Why universal health coverage is crucial for an effective AIDS response

Doctor Uganda
Last updated on: 27 February 2024

What is universal health coverage?

The concept of universal health coverage or UHC goes back to the World Health Organization’s (WHO) Constitution of 1948 declaring health a fundamental human right. It means that all people receive the quality, essential health services, they need, without falling into poverty because of health expenses. UHC can be broken down into three dimensions:

  1. Who is covered? We need to make sure this includes marginalised communities such as children, LGBT, people living with diseases, people who use drugs, sex workers and young women and girls affected by HIV.
  2. What is covered? It should include the full range of health priorities and good quality health services including HIV prevention, treatment and care.
  3. How is it covered? It should be financed as much as possible through greater public financing for healthcare, including through social health insurance contributions, and general government revenues (tax financing). Out-of-pocket spending should be reduced as accessing health care should not be dependent on the ability to pay.

UHC a priority across the globe

UHC has become a key global health priority at global level and in an increasing number of countries ever since the 2012 United Nations Resolution on UHC and the adoption of the Sustainable Development Goals (SDGs).

Many countries across the world, at all levels of development, are embracing UHC as the right thing to do for their citizens, providing an integrated approach to health.

In most countries, except for very low-income countries, UHC will be mostly funded through domestic resources, without or with very limited external donor support. This means increasing pressure on health budgets and scarce resources being spread across a wide variety of health priorities.


What does the transition to UHC and domestic funding mean for HIV/AIDS?

Each country will have to make important decisions on how HIV services will be funded and how the availability, affordability, and quality of HIV treatment is guaranteed. Different options will be considered, including the inclusion of HIV treatment in national health insurance schemes, the use of specialised government funds, or a specific tax to cover HIV-related health costs.

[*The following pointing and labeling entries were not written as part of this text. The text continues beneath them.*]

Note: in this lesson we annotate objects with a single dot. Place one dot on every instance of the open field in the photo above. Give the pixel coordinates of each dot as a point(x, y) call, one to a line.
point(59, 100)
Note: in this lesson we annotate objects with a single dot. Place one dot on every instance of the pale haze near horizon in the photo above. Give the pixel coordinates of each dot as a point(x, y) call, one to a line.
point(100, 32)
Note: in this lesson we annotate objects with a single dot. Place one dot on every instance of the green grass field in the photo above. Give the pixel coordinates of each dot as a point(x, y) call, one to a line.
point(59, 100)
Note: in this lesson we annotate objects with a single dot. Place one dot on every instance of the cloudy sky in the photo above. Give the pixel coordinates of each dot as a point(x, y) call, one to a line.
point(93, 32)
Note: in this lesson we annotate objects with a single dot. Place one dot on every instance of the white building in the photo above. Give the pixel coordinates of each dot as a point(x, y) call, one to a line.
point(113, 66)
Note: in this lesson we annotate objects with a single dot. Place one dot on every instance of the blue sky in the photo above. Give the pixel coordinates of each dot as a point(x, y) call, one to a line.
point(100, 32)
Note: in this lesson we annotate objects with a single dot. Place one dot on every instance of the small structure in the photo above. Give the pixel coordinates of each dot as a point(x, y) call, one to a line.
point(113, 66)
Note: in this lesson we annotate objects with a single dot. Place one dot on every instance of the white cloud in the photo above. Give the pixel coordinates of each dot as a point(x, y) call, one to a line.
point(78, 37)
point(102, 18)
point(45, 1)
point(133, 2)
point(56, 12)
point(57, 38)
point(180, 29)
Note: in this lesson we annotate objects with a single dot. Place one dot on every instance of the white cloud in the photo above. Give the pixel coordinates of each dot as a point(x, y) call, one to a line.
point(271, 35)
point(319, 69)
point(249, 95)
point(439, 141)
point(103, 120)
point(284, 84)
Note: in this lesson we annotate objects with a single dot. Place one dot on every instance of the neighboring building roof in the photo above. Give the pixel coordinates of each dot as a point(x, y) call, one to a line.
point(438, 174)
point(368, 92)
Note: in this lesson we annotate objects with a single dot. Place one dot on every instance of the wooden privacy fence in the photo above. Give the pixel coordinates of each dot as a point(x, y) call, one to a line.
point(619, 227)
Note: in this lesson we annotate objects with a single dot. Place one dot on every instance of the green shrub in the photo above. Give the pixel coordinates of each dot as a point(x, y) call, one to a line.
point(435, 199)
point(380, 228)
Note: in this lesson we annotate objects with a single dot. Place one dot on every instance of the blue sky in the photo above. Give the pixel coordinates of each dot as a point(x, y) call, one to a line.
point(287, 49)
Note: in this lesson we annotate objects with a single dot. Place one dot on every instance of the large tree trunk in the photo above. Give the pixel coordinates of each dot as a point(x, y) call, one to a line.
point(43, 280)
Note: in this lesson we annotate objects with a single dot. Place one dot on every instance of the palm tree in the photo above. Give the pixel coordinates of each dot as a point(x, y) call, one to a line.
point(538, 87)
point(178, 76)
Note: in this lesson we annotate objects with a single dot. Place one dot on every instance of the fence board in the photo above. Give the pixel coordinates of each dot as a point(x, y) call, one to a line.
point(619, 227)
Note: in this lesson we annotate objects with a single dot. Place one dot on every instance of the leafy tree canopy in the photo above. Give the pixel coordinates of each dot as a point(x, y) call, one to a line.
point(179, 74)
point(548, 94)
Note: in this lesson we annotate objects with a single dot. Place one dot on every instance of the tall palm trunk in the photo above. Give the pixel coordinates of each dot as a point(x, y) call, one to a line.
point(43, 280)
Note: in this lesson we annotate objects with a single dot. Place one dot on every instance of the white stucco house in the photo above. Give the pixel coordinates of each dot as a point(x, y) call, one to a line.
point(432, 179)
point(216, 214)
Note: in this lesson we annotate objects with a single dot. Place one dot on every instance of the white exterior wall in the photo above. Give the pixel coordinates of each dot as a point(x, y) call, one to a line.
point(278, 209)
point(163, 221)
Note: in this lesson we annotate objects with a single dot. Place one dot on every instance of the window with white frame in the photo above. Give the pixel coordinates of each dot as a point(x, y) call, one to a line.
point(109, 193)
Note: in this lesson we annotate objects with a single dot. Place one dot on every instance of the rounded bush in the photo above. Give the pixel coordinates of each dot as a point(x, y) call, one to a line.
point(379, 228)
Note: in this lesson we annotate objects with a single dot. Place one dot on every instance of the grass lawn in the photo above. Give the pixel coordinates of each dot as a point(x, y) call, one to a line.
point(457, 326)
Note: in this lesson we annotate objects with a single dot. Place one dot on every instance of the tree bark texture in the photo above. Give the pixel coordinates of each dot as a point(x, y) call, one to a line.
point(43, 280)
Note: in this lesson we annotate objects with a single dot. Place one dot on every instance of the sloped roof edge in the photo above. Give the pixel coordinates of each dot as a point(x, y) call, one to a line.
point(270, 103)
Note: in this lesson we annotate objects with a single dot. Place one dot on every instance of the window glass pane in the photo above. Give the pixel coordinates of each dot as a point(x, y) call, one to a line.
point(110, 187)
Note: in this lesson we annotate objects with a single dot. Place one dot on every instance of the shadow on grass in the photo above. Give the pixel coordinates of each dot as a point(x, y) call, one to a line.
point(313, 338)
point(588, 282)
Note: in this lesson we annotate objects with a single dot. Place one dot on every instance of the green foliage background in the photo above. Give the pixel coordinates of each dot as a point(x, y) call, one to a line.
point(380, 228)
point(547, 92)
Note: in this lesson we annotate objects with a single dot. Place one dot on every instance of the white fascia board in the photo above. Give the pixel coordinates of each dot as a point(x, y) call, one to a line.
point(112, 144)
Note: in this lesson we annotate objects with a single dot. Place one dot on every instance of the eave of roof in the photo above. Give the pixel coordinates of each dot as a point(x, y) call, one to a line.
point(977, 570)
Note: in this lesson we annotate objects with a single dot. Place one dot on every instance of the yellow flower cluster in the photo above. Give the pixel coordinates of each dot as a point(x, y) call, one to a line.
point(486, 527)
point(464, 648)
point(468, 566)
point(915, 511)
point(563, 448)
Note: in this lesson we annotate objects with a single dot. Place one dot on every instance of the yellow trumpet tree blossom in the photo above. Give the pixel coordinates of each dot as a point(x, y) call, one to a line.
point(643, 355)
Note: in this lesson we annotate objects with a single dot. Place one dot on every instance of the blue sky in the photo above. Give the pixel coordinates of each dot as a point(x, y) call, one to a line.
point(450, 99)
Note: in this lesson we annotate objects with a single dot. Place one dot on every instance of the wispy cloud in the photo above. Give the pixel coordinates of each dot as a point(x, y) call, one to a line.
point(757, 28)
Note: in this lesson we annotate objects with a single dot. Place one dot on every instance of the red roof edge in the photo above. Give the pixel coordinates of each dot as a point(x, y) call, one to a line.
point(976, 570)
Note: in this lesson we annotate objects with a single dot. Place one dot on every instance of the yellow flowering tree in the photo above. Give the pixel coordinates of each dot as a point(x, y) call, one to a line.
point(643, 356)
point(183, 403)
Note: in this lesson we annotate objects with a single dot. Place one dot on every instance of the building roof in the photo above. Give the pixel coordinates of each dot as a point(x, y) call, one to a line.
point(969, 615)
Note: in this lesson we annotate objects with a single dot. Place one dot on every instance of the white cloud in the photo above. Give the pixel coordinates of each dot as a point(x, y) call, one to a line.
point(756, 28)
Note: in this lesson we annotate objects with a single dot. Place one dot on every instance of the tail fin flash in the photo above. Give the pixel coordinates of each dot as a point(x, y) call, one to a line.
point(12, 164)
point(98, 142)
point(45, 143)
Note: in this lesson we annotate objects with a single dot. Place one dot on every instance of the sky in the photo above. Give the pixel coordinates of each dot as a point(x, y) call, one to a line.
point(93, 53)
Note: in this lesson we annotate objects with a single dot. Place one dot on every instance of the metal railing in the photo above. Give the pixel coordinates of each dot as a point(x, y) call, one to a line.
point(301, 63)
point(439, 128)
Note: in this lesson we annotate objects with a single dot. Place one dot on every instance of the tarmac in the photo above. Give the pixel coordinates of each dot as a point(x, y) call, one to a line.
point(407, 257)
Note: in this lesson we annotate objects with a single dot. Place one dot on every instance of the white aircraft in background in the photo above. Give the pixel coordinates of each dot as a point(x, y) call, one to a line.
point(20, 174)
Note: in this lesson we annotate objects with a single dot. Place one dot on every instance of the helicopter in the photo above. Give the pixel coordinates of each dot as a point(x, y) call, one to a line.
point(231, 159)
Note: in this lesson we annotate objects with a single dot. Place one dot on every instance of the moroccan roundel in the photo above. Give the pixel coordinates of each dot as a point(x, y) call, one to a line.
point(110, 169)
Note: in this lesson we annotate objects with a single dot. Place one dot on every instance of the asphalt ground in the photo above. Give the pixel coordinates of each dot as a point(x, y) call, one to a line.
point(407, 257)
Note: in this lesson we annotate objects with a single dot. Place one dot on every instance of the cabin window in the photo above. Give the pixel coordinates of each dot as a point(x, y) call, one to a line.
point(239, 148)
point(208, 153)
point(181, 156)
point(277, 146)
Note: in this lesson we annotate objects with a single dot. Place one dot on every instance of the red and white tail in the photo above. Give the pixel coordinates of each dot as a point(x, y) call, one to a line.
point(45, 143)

However, UHC must not just be about treatment and medicines. Its success also depends on the delivery of all other interventions that are critical for good health, in particular prevention and other non-medical interventions, such as awareness-raising, advocacy, treatment adherence support or linking key populations to friendly health services. Many of these interventions are delivered outside of health systems by local civil society and community actors, which are mainly funded through external donors. The question is what will happen when donors leave, and governments are not able or willing to support civil society or communities in the delivery of these critical activities.

We must get serious about reducing the barriers that key populations and other marginalised, stigmatised and excluded groups face accessing life-saving HIV and other health services due to persistent stigma, discrimination, criminalisation and human rights violations against them. There will be no UHC without the elimination of discriminatory laws and policies and consistent efforts to decriminalise HIV transmission, sex work, drug use, or same-sex relationships. 

Finally, we must push for active and meaningful involvement of civil society in UHC based on the principle “nothing about us without us”, which has guided the AIDS response for four decades. Civil society and communities have a critical role to play in advocacy, research, service delivery and in holding governments to account, especially when it comes to the rights of the most marginalised people in society.


What does UHC mean for Aidsfonds?  

UHC is critical for achieving Aidsfonds’ strategic goals. The UHC train is moving forward, and it has placed the AIDS response in a broader health context.  We will not achieve a world without AIDS and STIs without jumping on board the fast-moving train and influence its direction to make sure it delivers to the communities we work with. We want a UHC that is equitable and rights-based, includes comprehensive and good quality HIV services and is meeting first and foremost the needs of key populations and other marginalised and excluded groups.

In our international programmes, we support and equip local civil society partners, activists and communities in the countries we work in to actively engage with the UHC agenda at country, regional and global level. This support includes capacity-building on UHC advocacy, conducting research on the integration of HIV into UHC, and supporting community engagement in global and country-level debates on UHC. Ensuring UHC truly builds on the lessons learned, and the successes of the AIDS response in the past decades will be instrumental for achieving the end of AIDS and the right to health for all.


“By pushing for active involvement in UHC at a country level, civil society can bring the learnings of the past four decades of the HIV response to help shape a vision for rights-based, person-centred UHC that, if implemented, leaves no one behind.” Mark Vermeulen, Director Aidsfonds


Action we took towards an inclusive UHC

  • To accelerate our international actions, we supported the high-level event ’Making Universal Health Coverage Work for Key, Vulnerable and Underserved Populations’ which took place on May 7th 2019 in Geneva, Switzerland.  This event, hosted by the French government, was geared towards strengthening the Global Fund’s role within UHC.
  • Together with Frontline AIDS and the London School of Hygiene and Tropical Medicine new research was conducted to reveal opportunities and major areas of concern as countries move towards UHC, while at the same time transitioning from international to domestic funding for HIV programmes. In the report experiences from Indonesia, Kenya, Uganda and Ukraine are shared.